Let $p$ be a permutation and let $d$ be the smallest integer so that $p$ can be written as the union of $d$ increasing subsequences. Prove that the longest decreasing subsequence of $p$ consists of $d$ elements.
I just need a hint, please don't do the whole question for me. I'm just struggling on how to approach this question.
Thank you!
On
Well, let us see. Since p is a permutation, everything in it is distinct, unless I am misinterpreting.
I have more or less an exact answer.
Here is the hints for them.
a) It should be obvious that the longest decreasing subsequence cannot have more than d elements.
b) Next, you split p into d increasing subsequences, in the most intuitive way possible. If something can be put into the first subsequence, put it there.

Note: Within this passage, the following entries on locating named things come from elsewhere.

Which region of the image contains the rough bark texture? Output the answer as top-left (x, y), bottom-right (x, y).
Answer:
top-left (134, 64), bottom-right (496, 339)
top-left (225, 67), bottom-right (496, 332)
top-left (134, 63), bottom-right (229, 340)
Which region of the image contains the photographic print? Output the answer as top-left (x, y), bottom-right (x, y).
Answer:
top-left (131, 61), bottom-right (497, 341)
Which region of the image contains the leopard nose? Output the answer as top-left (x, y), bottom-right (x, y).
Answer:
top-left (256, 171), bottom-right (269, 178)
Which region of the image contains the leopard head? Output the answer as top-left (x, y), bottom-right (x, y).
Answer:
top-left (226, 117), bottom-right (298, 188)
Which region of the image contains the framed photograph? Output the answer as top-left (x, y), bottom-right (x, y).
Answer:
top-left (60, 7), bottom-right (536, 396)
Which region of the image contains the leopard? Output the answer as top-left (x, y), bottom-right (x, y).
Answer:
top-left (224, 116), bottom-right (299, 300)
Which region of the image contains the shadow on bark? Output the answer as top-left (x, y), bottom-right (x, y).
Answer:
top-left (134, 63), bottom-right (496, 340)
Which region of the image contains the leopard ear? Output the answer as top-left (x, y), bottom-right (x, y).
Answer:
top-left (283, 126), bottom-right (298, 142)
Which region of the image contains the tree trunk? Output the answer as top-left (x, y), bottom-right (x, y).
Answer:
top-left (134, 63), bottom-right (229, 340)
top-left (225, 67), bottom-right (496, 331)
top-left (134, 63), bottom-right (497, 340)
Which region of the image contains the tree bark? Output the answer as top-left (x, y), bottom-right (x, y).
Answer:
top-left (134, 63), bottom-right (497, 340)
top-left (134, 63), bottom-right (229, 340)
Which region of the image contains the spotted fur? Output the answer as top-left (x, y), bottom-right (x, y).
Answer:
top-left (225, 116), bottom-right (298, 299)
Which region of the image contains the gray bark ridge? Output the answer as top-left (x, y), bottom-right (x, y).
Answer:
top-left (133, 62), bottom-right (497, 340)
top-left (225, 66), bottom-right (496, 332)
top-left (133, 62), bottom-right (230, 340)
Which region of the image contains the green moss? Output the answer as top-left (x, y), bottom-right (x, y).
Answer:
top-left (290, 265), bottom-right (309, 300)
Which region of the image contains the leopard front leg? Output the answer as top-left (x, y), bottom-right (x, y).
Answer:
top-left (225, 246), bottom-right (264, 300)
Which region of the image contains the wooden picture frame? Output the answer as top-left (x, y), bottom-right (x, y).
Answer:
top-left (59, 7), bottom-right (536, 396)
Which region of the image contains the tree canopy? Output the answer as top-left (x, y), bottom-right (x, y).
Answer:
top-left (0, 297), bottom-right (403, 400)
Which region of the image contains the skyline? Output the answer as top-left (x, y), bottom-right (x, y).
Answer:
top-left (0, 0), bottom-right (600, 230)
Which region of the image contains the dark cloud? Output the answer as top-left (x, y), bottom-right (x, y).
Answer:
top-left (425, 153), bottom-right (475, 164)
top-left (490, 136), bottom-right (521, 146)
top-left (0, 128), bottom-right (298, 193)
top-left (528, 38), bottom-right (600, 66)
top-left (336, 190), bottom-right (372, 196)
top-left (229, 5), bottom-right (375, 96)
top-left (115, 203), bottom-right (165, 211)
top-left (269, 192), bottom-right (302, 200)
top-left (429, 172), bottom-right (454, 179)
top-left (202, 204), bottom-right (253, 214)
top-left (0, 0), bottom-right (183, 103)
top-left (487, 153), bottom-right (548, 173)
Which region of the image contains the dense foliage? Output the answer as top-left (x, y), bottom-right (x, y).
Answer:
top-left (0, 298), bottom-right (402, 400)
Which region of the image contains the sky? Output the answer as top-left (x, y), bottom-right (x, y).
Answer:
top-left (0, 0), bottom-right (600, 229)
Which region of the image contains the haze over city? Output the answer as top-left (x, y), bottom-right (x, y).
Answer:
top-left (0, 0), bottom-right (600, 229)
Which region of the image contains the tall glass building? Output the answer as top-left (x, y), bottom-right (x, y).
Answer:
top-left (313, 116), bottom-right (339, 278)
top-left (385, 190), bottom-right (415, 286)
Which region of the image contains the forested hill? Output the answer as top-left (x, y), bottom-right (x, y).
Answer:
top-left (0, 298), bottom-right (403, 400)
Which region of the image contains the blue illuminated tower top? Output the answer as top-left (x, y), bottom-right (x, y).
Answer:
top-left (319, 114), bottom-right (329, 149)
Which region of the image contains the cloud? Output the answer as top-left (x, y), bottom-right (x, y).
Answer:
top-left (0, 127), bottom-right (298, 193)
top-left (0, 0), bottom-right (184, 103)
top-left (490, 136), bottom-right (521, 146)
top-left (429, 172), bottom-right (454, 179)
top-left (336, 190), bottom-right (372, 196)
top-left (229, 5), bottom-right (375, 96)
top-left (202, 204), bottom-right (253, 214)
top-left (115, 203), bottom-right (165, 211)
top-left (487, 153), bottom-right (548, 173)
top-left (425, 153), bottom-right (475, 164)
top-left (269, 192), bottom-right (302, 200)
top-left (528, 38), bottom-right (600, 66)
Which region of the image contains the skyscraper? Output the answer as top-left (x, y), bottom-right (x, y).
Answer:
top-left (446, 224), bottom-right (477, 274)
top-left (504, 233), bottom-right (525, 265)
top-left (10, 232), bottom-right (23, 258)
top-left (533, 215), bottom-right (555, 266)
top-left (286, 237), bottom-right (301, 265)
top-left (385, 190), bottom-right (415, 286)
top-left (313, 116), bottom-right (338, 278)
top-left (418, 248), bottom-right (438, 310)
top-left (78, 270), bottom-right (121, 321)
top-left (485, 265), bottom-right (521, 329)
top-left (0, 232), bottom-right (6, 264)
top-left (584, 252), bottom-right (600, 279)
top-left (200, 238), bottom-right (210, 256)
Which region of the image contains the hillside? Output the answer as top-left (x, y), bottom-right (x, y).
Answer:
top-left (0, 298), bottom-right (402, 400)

You want to show that this division creates the least number of increasing subsequences. (I did not prove it, but it seems obvious.) Afterwards, you want to show that you can find a decreasing subsequence from this division, such that there is one element from every increasing subsequence.
Here is the exact answer.
Consider a longest decreasing subsequence.
Can it be more than d elements?
Let the longest decreasing subsequence be 9 7 4 3 2. Can p be written as a union of, say, 4 increasing subsequences? No. the 7 must belong to a different one than the 9. The 4 must belong to a different one than the 7, and so on.
So, can it be less than d elements?
First of all, we can make the d subsequences distinct. In other words, no element is in 2 of them.
So, we have our permutation p = $e_1e_2...$, and we divide it into increasing subsequence as follows.
$e_1$ is $a_1$. For each $e_i$, go in order. Is it higher than the last element of $a_1$, if so, it is in $a_1$. If not, is it higher than the last element of $a_2$? If so, put it in $a_2$. If it is not higher than all the current subsequences, make a new one.
I claim that this division creates the least number of increasing subsequences. Prove it. Let the number be $d$.
Now, I want to find a decreasing subsequence. I claim that I can find a decreasing subsequence of at least d. Here is how I do it.
the last element, $l_d$ of the subsequence is the first element of $a_d$. Now, there must be an element of $a_{d-1}$ before $a_d$. Take the last element of $a_{d-1}$ that is before $l_{d}$. I claim that this element is bigger than $a_d$. If not, then $l_d$ should be in $a_{d-1}$ or $a_{d-2}$, etc. Continue until $a_1$, and now you have a decreasing subsequence of length d.
Hint: Show that this is a special case of the Dilworth's Theorem.